$U$-statistics on bipartite exchangeable networks

TL;DR

This paper develops asymptotic theory for quadruplet U-statistics on bipartite exchangeable networks, enabling statistical inference such as parameter estimation and motif counting in network models.

Contribution

It introduces new asymptotic results for quadruplet U-statistics on bipartite exchangeable matrices and applies them to network inference in BEDD models.

Findings

Established weak convergence for quadruplet U-statistics.

Proved a central limit theorem for dissociated matrices.
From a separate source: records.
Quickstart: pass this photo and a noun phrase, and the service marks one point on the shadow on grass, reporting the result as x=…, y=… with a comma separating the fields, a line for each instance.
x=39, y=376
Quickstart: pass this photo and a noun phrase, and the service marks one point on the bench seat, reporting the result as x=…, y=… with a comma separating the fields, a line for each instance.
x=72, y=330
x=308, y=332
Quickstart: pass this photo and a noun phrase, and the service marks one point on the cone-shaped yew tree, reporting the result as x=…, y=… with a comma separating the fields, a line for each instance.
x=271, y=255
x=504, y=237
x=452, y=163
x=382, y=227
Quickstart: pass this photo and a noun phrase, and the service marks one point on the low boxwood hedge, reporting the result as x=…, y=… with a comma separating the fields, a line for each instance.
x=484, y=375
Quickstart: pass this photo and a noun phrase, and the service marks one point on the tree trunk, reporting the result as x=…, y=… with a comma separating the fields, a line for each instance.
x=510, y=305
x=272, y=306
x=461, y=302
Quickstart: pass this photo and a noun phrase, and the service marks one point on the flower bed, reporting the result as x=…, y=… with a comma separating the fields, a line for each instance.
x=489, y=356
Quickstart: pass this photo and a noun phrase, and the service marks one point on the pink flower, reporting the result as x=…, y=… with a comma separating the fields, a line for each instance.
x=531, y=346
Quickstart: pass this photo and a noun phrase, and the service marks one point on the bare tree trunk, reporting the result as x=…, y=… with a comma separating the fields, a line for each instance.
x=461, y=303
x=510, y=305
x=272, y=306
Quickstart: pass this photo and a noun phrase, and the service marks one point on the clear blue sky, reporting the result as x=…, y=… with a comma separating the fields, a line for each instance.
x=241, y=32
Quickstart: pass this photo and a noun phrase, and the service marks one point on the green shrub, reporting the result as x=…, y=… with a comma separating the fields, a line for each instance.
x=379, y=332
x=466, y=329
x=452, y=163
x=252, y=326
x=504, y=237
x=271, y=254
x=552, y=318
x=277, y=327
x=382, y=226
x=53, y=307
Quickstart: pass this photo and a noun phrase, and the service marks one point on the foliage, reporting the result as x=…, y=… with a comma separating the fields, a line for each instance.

Demonstrated applications in network parameter estimation and motif counting.

Abstract

Bipartite networks with exchangeable nodes can be represented by row-column exchangeable matrices. A quadruplet is a submatrix of size $2 \times 2$. A quadruplet $U$-statistic is the average of a function on a quadruplet over all the quadruplets of a matrix. We prove several asymptotic results for quadruplet $U$-statistics on row-column exchangeable matrices, including a weak convergence result in the general case and a central limit theorem when the matrix is also dissociated. These results are applied to statistical inference in network analysis. We suggest a method to perform parameter estimation, network comparison and motifs count for a particular family of row-column exchangeable network models: the bipartite expected degree distribution (BEDD) models. These applications are illustrated by simulations.